In a surprising turn of events Apple chose to unveil its new M4 chip alongside the new iPad Pro model. Unlike its predecessors which varied in GPU core count, this one comes in two variants- one with a 9-core CPU and the other with 10 cores. The latter has now shown up on Geekbench (H/T @negativeonehero on X).
The 10-core Apple M4 is benchmarked on Geekbench's Core ML Neural Engine Inference test, where it scores 9,234 points. Its previous-gen counterpart, the M2-powered iPad Pro, scores 7,393 in the same benchmark.
In essence, the Apple M4's NPU is about 24% faster than the Apple M2, at least in this test. It would be unfair to draw a comparison with an Apple M3 (8,331) because the chip only ever powered laptop and not iPads.

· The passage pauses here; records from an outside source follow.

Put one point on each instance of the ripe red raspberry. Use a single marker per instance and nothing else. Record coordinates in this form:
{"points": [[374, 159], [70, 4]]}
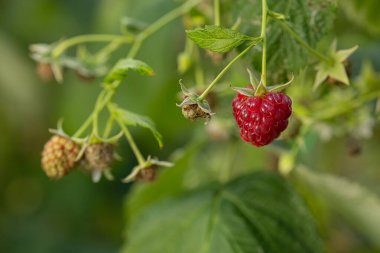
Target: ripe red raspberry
{"points": [[59, 156], [261, 119]]}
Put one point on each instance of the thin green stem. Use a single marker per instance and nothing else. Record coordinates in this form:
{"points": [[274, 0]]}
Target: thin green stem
{"points": [[164, 20], [301, 41], [106, 94], [224, 71], [104, 53], [64, 45], [131, 142], [217, 12], [109, 125], [199, 73], [264, 36]]}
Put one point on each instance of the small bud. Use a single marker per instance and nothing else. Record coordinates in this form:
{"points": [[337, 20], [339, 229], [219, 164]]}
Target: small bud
{"points": [[147, 174], [193, 112], [45, 71], [99, 155]]}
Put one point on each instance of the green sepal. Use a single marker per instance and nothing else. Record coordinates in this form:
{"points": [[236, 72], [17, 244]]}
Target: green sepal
{"points": [[244, 91], [280, 87], [191, 98], [334, 69]]}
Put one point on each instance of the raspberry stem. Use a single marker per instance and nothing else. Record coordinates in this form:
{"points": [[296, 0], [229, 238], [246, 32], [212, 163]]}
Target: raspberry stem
{"points": [[264, 37], [109, 91], [64, 45], [131, 142], [224, 71], [164, 20], [217, 12]]}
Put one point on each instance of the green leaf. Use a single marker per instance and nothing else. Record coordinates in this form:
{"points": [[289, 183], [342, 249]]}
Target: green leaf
{"points": [[217, 38], [312, 20], [255, 213], [169, 183], [123, 66], [357, 205], [133, 119]]}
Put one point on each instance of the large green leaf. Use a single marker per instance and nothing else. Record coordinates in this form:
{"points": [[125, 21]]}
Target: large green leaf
{"points": [[357, 205], [255, 213], [217, 38], [311, 19]]}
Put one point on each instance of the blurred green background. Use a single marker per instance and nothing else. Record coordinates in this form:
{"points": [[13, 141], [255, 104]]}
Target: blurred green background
{"points": [[73, 214]]}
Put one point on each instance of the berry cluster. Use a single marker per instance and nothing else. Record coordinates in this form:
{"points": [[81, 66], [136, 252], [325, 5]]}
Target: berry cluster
{"points": [[261, 119]]}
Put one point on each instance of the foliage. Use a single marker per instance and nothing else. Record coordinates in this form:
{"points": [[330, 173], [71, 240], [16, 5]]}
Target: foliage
{"points": [[210, 200]]}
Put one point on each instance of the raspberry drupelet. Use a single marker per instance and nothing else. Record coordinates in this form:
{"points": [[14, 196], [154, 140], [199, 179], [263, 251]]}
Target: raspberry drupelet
{"points": [[261, 119]]}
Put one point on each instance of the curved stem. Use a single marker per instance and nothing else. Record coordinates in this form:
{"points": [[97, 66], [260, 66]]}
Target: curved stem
{"points": [[64, 45], [298, 38], [198, 70], [264, 36], [109, 126], [131, 142], [217, 12], [164, 20], [226, 68], [106, 94]]}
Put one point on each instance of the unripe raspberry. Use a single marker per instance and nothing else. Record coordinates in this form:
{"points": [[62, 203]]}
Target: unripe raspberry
{"points": [[261, 119], [59, 156], [100, 155]]}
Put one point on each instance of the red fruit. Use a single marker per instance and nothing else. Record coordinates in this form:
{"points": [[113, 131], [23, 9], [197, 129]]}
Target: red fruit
{"points": [[261, 119]]}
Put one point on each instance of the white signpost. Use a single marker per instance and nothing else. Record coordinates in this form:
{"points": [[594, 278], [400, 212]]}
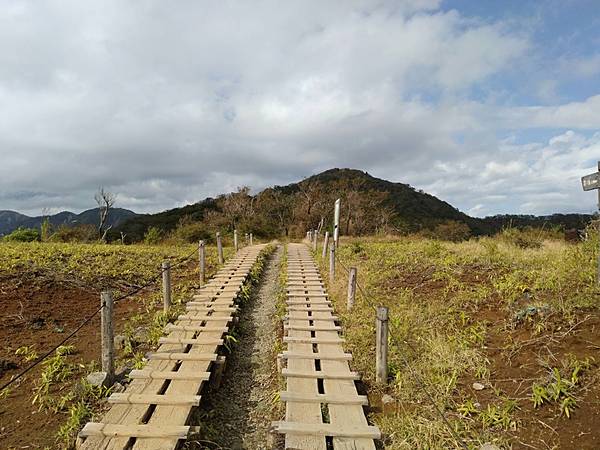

The listing also reveals a slight reduction in clock speed, with its CPU operating at 3.93 GHz (vs 4.05 GHz on the Apple M3). Furthermore, the iPad Pro in question seems to be running an early version of iPadOS 18.
While the Apple M4 delivers a decent performance uplift on the NPU side, it'll be interesting to see if it carries over to the CPU and GPU. An increase in multi-core performance is imminent due to the extra CPU cores, but single-core might take a hit due to slower clocks.